Леди Гертруда медленно проводит ладонью по лбу.
– Ты все такая же, Шлакк, – говорит она, – все та же умница Шлакк.
Нянюшка начинает плакать, ей ужасно хочется быть поумнее.
– Что толку плакать? – произносит Графиня. – Никакого нет толку. Никакого. Мои птицы не плачут. Во всяком случае, не часто. Ты была на пожаре?
Слово «пожар» пугает госпожу Шлакк до колик. Она стискивает ладошки. В слезящихся глазках ее мелькает что-то дикое. Губы Нянюшки дрожат, ибо воображение рисует ей взвивающиеся вокруг языки пламени.
– Закончи мою прическу, Нянюшка. Встань на стул и займись ею.

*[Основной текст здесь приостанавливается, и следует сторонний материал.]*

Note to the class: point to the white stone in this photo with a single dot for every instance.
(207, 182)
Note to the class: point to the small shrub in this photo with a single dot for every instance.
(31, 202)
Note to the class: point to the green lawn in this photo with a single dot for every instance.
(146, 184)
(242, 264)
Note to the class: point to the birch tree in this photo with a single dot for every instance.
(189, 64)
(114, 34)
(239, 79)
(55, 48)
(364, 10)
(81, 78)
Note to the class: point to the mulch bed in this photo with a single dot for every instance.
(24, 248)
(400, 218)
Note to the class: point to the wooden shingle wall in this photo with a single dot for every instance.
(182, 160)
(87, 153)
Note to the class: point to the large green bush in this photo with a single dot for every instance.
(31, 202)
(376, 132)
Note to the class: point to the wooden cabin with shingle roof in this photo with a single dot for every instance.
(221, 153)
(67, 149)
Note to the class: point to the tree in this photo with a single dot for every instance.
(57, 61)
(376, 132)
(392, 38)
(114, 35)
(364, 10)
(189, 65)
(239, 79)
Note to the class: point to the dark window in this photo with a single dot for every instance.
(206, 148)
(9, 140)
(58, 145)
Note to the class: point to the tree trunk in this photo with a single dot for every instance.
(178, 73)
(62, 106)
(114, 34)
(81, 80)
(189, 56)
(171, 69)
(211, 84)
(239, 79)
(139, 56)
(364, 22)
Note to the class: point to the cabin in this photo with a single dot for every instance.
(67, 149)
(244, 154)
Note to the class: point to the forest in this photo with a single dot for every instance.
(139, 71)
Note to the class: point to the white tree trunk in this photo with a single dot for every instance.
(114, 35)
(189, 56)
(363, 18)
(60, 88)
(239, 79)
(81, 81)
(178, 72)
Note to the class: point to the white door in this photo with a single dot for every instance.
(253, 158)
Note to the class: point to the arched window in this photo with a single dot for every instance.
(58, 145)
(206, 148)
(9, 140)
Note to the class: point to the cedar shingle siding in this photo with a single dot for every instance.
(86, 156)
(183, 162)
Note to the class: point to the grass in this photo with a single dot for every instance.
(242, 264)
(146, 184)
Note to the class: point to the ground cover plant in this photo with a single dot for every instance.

Нянюшка оборачивается в поисках стула. Комната походит на корабль, потерпевший крушение. Красные стены кажутся в свете свечей раскаленными. Старушка, топоча, семенит меж сальных сталактитов, ящиков, старых диванчиков. Графиня присвистывает, и миг спустя комнату наполняет биение крыльев. Ко времени, когда госпожа Шлакк подтаскивает к туалетному столику стул и взгромождается на него, Графиня уже погружается в беседу с сорокой. К птицам Нянюшка относится с решительным неодобрением, ей никак не удается примирить поведение Графини с Домом Гроанов, но она успела привыкнуть к такого рода вещам, все-таки, семьдесят лет – не шутка. Чуть наклонясь над головой ее светлости, старушка с трудом, ибо ей не хватает света, довершает постройку волосяного карниза.